Website In Need of Separate Merchant Account?

Question

I have a question about developing a website efficiently and legally.

I have been taking orders through the phone for the past few years and want to now take orders online through my website. I have heard that it is not ECI compliant to use the existing merchant account, but instead need a new internet merchant account.

From those that have had this kind of experience in web development, do I need to get a new, separate online merchant account (along with a payment gateway)? Or, can I just use my same merchant account that I have been using in the past?

If I do need a new internet merchant account, where is the document/proof that says this?

Thanks,

Steve

Answer 1

This is really going to vary depending on your current setup.

There's almost certainly no explicit law about this.

The documentation/proof is going to be in the contract you signed with your current service provider. You did keep a copy, right?

That said, if your current provider wants to charge you an unreasonable rate for this service, go find another. There may be a cheaper option offered by someone else.

What you DO need to understand is that you CANNOT accept customer card numbers online and then hand-enter them into your existing phone order system. This is undoubtedly against your TOS and would open you to very serious legal liability.

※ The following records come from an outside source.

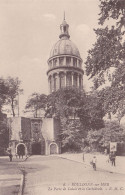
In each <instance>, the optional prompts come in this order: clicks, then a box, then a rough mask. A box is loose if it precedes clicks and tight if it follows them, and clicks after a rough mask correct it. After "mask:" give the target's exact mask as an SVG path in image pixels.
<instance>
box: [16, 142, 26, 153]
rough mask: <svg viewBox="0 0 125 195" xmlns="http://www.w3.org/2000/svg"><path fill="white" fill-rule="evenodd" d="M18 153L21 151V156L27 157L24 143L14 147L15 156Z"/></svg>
mask: <svg viewBox="0 0 125 195" xmlns="http://www.w3.org/2000/svg"><path fill="white" fill-rule="evenodd" d="M19 151H21V153H22V154H23V155H27V147H26V145H25V144H24V143H19V144H17V146H16V154H18V153H19Z"/></svg>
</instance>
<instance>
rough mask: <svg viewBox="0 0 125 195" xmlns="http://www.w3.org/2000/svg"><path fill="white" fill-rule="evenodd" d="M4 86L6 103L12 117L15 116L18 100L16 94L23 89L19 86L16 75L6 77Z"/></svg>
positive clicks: (4, 80)
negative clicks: (10, 110) (8, 105)
mask: <svg viewBox="0 0 125 195" xmlns="http://www.w3.org/2000/svg"><path fill="white" fill-rule="evenodd" d="M4 82H5V86H6V88H7V89H8V91H7V93H6V104H7V105H10V106H11V111H12V115H13V117H14V116H15V109H16V107H17V104H18V101H17V96H18V95H19V94H22V93H23V89H21V88H20V84H21V81H20V80H19V79H18V78H17V77H16V78H12V77H8V78H7V79H5V80H4Z"/></svg>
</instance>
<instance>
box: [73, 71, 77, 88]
mask: <svg viewBox="0 0 125 195" xmlns="http://www.w3.org/2000/svg"><path fill="white" fill-rule="evenodd" d="M73 85H74V87H77V74H74V82H73Z"/></svg>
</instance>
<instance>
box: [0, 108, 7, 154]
mask: <svg viewBox="0 0 125 195" xmlns="http://www.w3.org/2000/svg"><path fill="white" fill-rule="evenodd" d="M6 120H7V119H6V116H5V115H4V114H2V113H1V112H0V155H5V151H6V149H7V147H8V144H9V132H8V129H7V121H6Z"/></svg>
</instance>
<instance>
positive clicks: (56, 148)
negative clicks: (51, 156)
mask: <svg viewBox="0 0 125 195" xmlns="http://www.w3.org/2000/svg"><path fill="white" fill-rule="evenodd" d="M49 151H50V154H58V145H57V144H56V143H51V144H50V145H49Z"/></svg>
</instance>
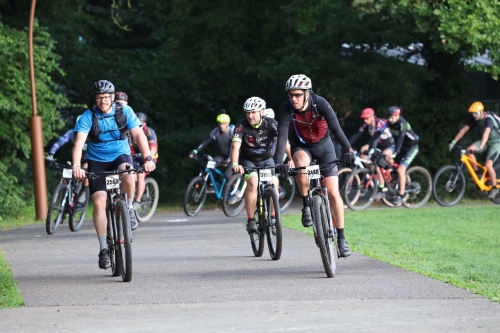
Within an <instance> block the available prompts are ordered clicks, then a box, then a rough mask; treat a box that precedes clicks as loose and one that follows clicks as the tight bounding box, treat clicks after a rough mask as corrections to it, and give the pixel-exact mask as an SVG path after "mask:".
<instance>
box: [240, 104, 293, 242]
mask: <svg viewBox="0 0 500 333" xmlns="http://www.w3.org/2000/svg"><path fill="white" fill-rule="evenodd" d="M265 108H266V102H265V101H264V100H263V99H261V98H259V97H251V98H249V99H247V100H246V102H245V104H244V105H243V110H244V111H245V112H246V118H243V119H241V120H240V121H238V123H236V128H235V130H234V134H233V139H232V152H231V165H232V169H233V171H234V172H235V173H240V174H244V172H245V170H244V168H248V167H260V166H264V165H265V164H266V163H267V164H268V165H269V166H274V165H275V164H274V160H273V149H272V146H273V140H274V139H275V138H276V136H277V135H278V123H277V122H276V120H274V119H273V118H268V117H264V116H263V115H264V109H265ZM281 169H284V170H281V171H284V172H286V171H287V168H286V166H284V165H282V166H281ZM277 171H278V172H280V170H277ZM271 172H272V174H273V175H274V174H275V172H274V168H272V169H271ZM284 172H283V173H284ZM244 179H245V181H246V182H247V188H246V190H245V193H244V198H245V209H246V212H247V216H248V220H247V224H246V229H247V232H248V233H254V232H257V223H256V222H255V216H254V213H255V205H256V204H257V187H258V177H257V173H256V172H252V173H250V174H246V175H245V176H244ZM274 182H275V178H274V177H273V181H272V183H274ZM277 188H278V186H276V185H275V189H276V190H277ZM276 193H277V192H276ZM277 194H278V193H277ZM272 218H273V217H272V216H271V219H272Z"/></svg>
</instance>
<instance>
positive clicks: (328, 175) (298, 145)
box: [291, 138, 339, 177]
mask: <svg viewBox="0 0 500 333" xmlns="http://www.w3.org/2000/svg"><path fill="white" fill-rule="evenodd" d="M291 150H292V156H293V155H294V154H295V152H296V151H299V150H302V151H304V152H305V153H306V154H307V155H309V158H310V159H311V161H312V160H313V159H315V160H316V164H319V165H321V164H323V163H328V162H333V161H335V160H336V159H337V155H336V154H335V148H334V146H333V142H332V140H331V139H330V138H328V139H327V140H324V141H323V142H318V143H306V144H301V143H294V142H292V144H291ZM321 175H322V176H323V177H332V176H335V177H337V176H338V175H339V168H338V167H337V166H334V167H333V168H328V169H324V168H322V170H321Z"/></svg>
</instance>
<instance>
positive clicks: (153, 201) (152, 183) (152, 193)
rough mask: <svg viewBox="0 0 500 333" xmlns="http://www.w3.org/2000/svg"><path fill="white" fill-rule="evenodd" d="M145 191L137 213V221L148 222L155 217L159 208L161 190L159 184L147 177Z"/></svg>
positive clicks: (136, 213)
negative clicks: (148, 221) (150, 218)
mask: <svg viewBox="0 0 500 333" xmlns="http://www.w3.org/2000/svg"><path fill="white" fill-rule="evenodd" d="M144 181H145V185H146V187H145V189H144V193H143V194H142V198H141V203H140V207H139V208H138V209H137V210H136V211H135V213H136V214H135V215H136V216H137V221H139V222H146V221H148V220H149V219H150V218H152V217H153V215H154V213H155V211H156V207H157V206H158V198H159V196H160V188H159V187H158V183H157V182H156V180H154V179H153V178H149V177H146V178H145V179H144Z"/></svg>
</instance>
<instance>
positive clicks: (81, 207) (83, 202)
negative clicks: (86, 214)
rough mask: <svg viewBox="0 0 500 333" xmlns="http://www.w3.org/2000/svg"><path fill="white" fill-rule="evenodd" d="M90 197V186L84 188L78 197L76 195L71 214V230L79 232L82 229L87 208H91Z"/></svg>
mask: <svg viewBox="0 0 500 333" xmlns="http://www.w3.org/2000/svg"><path fill="white" fill-rule="evenodd" d="M89 197H90V191H89V188H88V186H87V187H82V188H81V190H80V192H78V195H75V198H76V199H75V201H74V202H73V205H74V207H73V208H72V209H71V211H70V214H69V229H70V230H71V231H78V230H80V228H81V227H82V224H83V221H84V220H85V214H86V213H87V208H88V207H89Z"/></svg>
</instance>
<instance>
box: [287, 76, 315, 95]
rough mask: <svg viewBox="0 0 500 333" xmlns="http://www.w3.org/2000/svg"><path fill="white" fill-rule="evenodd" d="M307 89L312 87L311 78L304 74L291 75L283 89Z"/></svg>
mask: <svg viewBox="0 0 500 333" xmlns="http://www.w3.org/2000/svg"><path fill="white" fill-rule="evenodd" d="M295 89H300V90H309V89H312V83H311V79H310V78H308V77H307V76H305V75H304V74H296V75H292V76H291V77H290V78H289V79H288V81H286V84H285V90H286V91H289V90H295Z"/></svg>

Any solution for online ordering MUST be structured in such a fashion that your system does not store the card number for any period of time. If you want to build a system that does store card numbers, be prepared to pay 6 figures a year in auditing and compliance fees alone.

Answer 2

I am assuming this is in reference to this thread?

As far as legality goes the laws vary from state-to-state so it will be difficult to give you advice. Even then most states don't have many laws governing this.

Your biggest issues will come from the the Payment Card Industry and your merchant account provider. It is against Visa and MasterCard guidelines to use a traditional retail merchant account for Internet orders. It is also against Visa and MasterCard rules to use non-ECI compliant means (e.g. a credit card terminal) to process Internet orders. All Internet orders must declare themselves for each and every transaction. Credit card terminals cannot do that.

Additionally, to accept online orders and then enter them into a credit card terminal will cause you to violate PCI rules that state that prevent you from storing CVV information. You also force yourself to enact full PCI compliance since you will be forced to store credit card information which is difficult to do and a royal pain the butt.

Using your non-swipe merchant account for Internet orders, even for the same business, could result in anything from a warning, to a large fine, to the merchant account being closed and the business being added to the Match File. Once you're on the Match File you are blacklisted and cannot get a true merchant account again.

Your best course of action is to call your merchant account provider and discuss this with them. They're the best people to speak to.

FYI, I worked in the industry for 6 years. I worked directly with the acquiring banks and both their underwriting and security teams. I know it's tempting to use the retail account but it's against the guidelines set forth by Visa and MasterCard and will only result in big problems down the road. Get the second account and use a payment gateway to process the payments. Doing anything else would be an necessary business risk.